Liara yang mendengarnya segera menggaruk bagian belakang kepalanya. Dia tidak tahu bagaimana bereaksi dengan adanya Cameron di depannya sekarang. Dia hanya tahu kalau dia tidak menyangka. "Apa kau salah ruangan?"
"Aku tidak buta."
Suara Cameron yang dingin dan tidak menyenangkan membawa perasaan tidak nyaman bagi Liara. "Apa aku melakukan kesalahan?"
"Tidak. Kau merasa melakukannya?"
Liara menggeleng. "Setahuku tidak."
"Kalau begitu memang tidak."
"Lalu apa yang kau lakukan di sini? Ini toilet perempuan, kalau ada yang masuk dan menemukanmu, kau akan mendapatkan masalah."
"Tidak masalah. Aku hanya perlu mengatakan pada mereka kalau aku perlu bicara denganmu. Siapa pun yang datang, akan kukatakan demikian."
Liara menempelkan tubuhnya di wastafel. "Apa yang akan kau bicarakan?" gadis itu memastikan. Dia tampak menahan getaran pada suaranya.
Cameron berjalan dengan perlahan. Mendekat dengan jarak yang terus menipis.
"Kurasa kau bicara bicara di sana," tegur Liara yang mendorong diri ke samping untuk membuat jarak antara dirinya dan pria yang sangat dicintainya itu. Liara tidak mau kecolongan, kalau sampai aroma Cameron menerpa indera penciumannya, dia takut akan melakukan kesalahan.
"Kenapa aku tidak boleh mendekat?" tanya Cameron yang sudah berhenti melangkah. Tidak mau mendesak hanya untuk membuat jarak mereka lebih besar.
"Bukankah itu tidak nyaman."
"Kau tidak nyaman aku mendekat?"
"Bukan seperti itu, hanya saja ...."
"Kau membenciku?" tembak Cameron akhirnya. Kalimat yang begitu ingin dia lontarkan sejak awal pertemuan mereka. Pandangan Liara selalu mengganggunya, seperti ada kesalahan yang dia perbuat dan pria itu sama sekali tidak menyadarinya. "Apa aku ada salah padamu yang membuat kau tidak menyukaiku?" desak Cameron.
"Kau salah paham. Aku tidak membencimu. Sungguh."
"Lalu kenapa kau menjaga jarak dariku sejak awal? Sejak pertemuan pertama kita, kau membuat aku merasa bahwa aku melakukan kesalahan padamu. Kenapa?"
"Aku tidak demikian. Kupikir hanya salah paham. Kau salah paham, Cameron."
"Panggil aku Cam dan aku akan coba percaya padamu."
Itu hanya panggilan dan Cameron bisa begitu sangat tidak masuk akal. Tapi Cameron memang seperti itu. Setiap aturan dalam hidupnya, tidak ada satu mahluk pun yang bisa melanggarnya. Dia tidak akan senang karena hal itu.
Dan Liara tidak akan membuat Cameron tidak senang. "Cam, kau benar-benar salah paham."
"Baiklah. Aku salah paham. Aku minta maaf."
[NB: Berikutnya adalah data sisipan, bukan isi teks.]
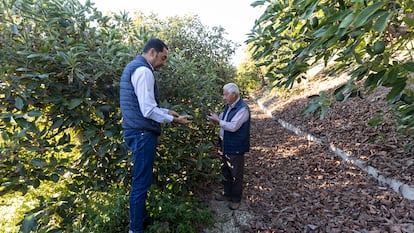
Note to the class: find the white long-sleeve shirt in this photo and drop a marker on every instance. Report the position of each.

Liara hampir mengeluarkan desahan leganya. Tapi pandangan Cameron yang terus mengawasinya membuat dia tidak dapat memberikan secercah kecurigaan padanya. "Tidak masalah. Hal semacam itu kerap terjadi. Mereka yang ada di dekatku selalu salah paham denganku."
"Siapa yang kau sebutkan?"
Liara memikirkannya. "Mereka yang ingin berteman atau sekedar berkenalan. Mereka selalu beranggapan kalau aku membenci mereka."
Cameron mendekat ke wastafel dan Liara yang salah paham berpikir Cameron akan ke arahnya melangkah mundur, membentang jarak mereka. Itu membuat Cameron menatapnya dengan heran hingga pria itu hanya bisa menahan kesalnya dan tidak mengatakan apa pun. Dia menyalakan air di wastafel dan membasuh tangannya.
Liara memaki di dalam hatinya. Dia tidak seharusnya terlalu waspada. Sudah bagus mereka bisa bicara dengan biasa seperti ini.
"Kurasa kakakmu juga ikut andil pada salah pahamnya mereka," ucap Cameron dengan pandangan mengarah ke tangannya yang sedang dia usap-usap.
"Apa maksudmu?"
***
Pdf : 45k
KAMU SEDANG MEMBACA
Di Ranjang Mantan Ipar (SEL)
Roman d'amourLiara Fisher sangat tahu siapa pemilik hatinya, pria yang dia taksir sejak awal kuliah sampai dia berusia 25 tahun. Pria yang tidak bisa membuatnya membuka hati untuk pria lain, satu-satunya pria yang membawa debar pada jantungnya. Dan pria itu mala...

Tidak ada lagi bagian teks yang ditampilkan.